Casinò di Campione, rien ne va plus: la Procura chiede il fallimento

Debito milionario con il Comune. Il pm: «Stato di insolvenza»

Casinò di Campione d'Italia in una foto di repertorio

Casinò di Campione d'Italia in una foto di repertorio

Campione d'Italia (Como), 15 gennaio 2018 - «Il Casinò di Campione deve fallire». A chiedere al Tribunale di mettere fine alle attività della casa di gioco è la Procura di Como. L’istanza nasce dal grave stato di insolvenza della casa da gioco, che solo nell’ultimo anno ha accumulato un debito di oltre trenta milioni franchi (25 milioni di euro circa) nei confronti del Comune, socio unico della società di gestione, che formalmente è custode delle cifre che devono progressivamente essere versate all’ente pubblico. Già a fine novembre la denuncia presentata a giugno dall’attuale primo cittadino dell’enclave, Roberto Salmoiraghi, era sfociata in una serie di perquisizioni del Nucleo di polizia Tributaria della Guardia di finanza di Como. L’ipotesi di reato del sostituto procuratore Pasquale Addesso è di peculato. L’obiettivo è ricostruire la gestione dei bilanci durante un periodo ancora non ben precisato, e capire le origini di questo debito. Ora, vista l’incapacità di saldare il dovuto che si trascinerebbe ormai da mesi, la Procura ha depositato al Tribunale di Como la richiesta di fallimento per il casinò più grande d’Europa, uno dei quattro esistenti in Italia.
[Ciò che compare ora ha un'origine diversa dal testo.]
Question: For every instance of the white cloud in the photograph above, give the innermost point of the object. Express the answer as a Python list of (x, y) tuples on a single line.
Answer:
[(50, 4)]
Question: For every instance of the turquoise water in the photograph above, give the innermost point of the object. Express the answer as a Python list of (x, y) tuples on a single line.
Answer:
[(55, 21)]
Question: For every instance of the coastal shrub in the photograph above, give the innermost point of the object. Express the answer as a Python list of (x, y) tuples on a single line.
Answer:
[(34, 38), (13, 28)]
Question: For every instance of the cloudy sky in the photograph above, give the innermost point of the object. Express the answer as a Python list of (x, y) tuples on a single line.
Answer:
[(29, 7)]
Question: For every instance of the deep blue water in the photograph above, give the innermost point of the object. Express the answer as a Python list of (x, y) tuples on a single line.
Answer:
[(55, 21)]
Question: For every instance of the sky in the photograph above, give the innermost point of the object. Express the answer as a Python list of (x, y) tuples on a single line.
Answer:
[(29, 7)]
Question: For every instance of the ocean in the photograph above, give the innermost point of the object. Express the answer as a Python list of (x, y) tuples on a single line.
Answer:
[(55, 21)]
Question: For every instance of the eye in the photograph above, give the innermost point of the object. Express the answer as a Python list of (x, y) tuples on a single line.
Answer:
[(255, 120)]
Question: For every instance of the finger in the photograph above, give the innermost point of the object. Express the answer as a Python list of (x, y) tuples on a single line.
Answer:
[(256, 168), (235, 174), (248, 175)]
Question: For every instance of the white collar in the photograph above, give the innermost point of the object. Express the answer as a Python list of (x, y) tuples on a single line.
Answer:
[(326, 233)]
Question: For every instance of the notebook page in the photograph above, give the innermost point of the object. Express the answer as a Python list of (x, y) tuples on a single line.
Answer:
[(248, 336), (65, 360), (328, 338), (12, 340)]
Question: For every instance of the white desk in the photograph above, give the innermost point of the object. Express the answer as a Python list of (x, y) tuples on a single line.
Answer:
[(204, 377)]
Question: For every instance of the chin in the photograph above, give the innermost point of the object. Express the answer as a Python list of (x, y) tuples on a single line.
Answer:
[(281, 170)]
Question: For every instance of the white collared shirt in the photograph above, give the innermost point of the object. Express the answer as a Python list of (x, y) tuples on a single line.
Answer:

Una svolta giudiziara che sembra segnare la fine di un’epoca di incalcolabili fasti e ricchezze, davanti ai quali negli anni, pur con una serie di periodi critici, indagini giudiziarie sulla correttezza gestionale, la casa da gioco ha sempre rappresentato un punto di riferimento per le entrate nazionali e locali. Fondato nel 1917, nel 2007 il Casinò di Campione si trasferì nella nuova sede, l’avveniristico palazzo progettato dall’archistar Mario Botta: 55mila metri quadrati distribuiti su nove piani che offrono ogni genere di svago legato al gioco d’azzardo, costati circa 120 milioni di euro. All’epoca la macchina da soldi produceva indotti, posti di lavoro, visibilità. C’erano giocatori, personaggi dello spettacolo, c’era la mondanità. Punto di riferimento del «distretto del gioco», circondata dai casinò di Lugano e Mendrisio. Ora la doccia fredda che scatena grandi timori.